Zod schemas enforce typed inputs at runtime. If the agent passes entityName: 123 where a string is expected, the tool rejects it immediately with a clear message — not a cryptic runtime error three function calls deep.

The description is written as if for a new hire joining the team: all implicit context is explicit, query formats are documented, terminology is defined, and relationships between parameters are spelled out.

Token-Efficient Results

Every tool response in HubAI is designed to fit within an agent’s token budget. This means:

  • Filtered data — Tools return only fields relevant to the agent’s current task. An entity tool for the Database Architect returns fields, types, and indexes. The same entity tool for the Frontend Architect returns labels, display formats, and form rules.
  • Aggregated summaries — Instead of returning 50 raw records, tools return summaries with counts, key patterns, and notable exceptions.
  • Capped responses — Tool responses have maximum token limits. If a response exceeds the cap, it is truncated with a steering message: “Results truncated. Use more specific filters to narrow results.”
  • No opaque IDs — Internal UUIDs are resolved to semantic labels. The agent sees entityName: "User" not entityId: "a3f8c2e1-...". This eliminates retrieval hallucinations where the agent confabulates IDs it half-remembers from context.

Actionable Error Messages

When a tool fails, the error message must help the agent self-correct in one attempt. We replaced generic errors with structured guidance:

❌ Before:
"Error: invalid parameter"

✅ After:
"Parameter 'entityType' must be one of: 'collection', 'embedded',
'virtual'. Received: 'table'. If you meant a MongoDB collection,
use 'collection'."

Every error includes:

  • What went wrong (specific parameter, specific value)
  • What was expected (valid options, correct format)
  • A hint for recovery (the most likely intended input)

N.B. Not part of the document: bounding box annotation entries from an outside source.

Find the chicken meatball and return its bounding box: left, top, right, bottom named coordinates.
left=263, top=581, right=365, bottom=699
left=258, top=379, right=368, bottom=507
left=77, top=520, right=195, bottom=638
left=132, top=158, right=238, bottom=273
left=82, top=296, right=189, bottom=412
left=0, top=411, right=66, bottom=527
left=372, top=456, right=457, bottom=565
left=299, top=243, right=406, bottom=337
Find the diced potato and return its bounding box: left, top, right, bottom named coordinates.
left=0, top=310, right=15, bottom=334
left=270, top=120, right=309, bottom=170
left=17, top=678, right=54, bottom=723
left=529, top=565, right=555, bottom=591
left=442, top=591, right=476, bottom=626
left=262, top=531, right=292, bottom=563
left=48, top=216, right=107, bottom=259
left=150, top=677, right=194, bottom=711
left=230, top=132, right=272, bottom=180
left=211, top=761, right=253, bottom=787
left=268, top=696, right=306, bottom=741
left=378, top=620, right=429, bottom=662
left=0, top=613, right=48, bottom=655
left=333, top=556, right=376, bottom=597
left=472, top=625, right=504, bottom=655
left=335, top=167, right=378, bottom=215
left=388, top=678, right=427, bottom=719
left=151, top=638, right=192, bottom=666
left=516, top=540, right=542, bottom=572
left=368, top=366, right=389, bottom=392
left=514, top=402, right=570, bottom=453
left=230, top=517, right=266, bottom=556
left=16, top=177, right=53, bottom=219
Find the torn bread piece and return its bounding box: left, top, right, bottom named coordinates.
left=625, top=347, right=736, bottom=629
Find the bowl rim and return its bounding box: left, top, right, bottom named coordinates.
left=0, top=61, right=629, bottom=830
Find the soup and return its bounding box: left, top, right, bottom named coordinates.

This reduced error-recovery token waste by over 70% in our evaluations.

Progressive Disclosure

Tools in HubAI are discoverable, not pre-loaded. The agent does not receive all 9 tool definitions in its initial context. Instead:

  • Phase-specific tools are loaded when the agent enters that phase
  • The ToolRegistry provides a discovery interface — agents can query what tools are available for their current task
  • Tool definitions are loaded on demand, keeping the agent’s context clean

This follows the same just-in-time principle we use for context management: load what you need, when you need it, and nothing more.

What This Means in Practice

MetricBefore (23 tools)After (9 tools)
Tool selection accuracy~70%~96%
Error recovery tokens~2,000 per error~300 per error
Context consumed by tool results~40% of budget~12% of budget
Agent task completion rate~78%~95%

The improvement was not from better models or more sophisticated prompting. It was entirely from better tool design.

The Key Insight

Tools are the interface between your deterministic system and your non-deterministic agent. Every dollar spent on tool ergonomics pays back tenfold in agent performance.

Design tools like you are designing an API for a brilliant but literal colleague who has never seen your codebase. Make implicit context explicit. Return only what matters. Fail with helpful guidance. And keep the tool set small enough that choosing the right tool is obvious.

If a human cannot choose which tool to use from the description alone, an agent cannot either. Tool design deserves the same rigor, the same testing, and the same iteration as the best APIs you have ever shipped.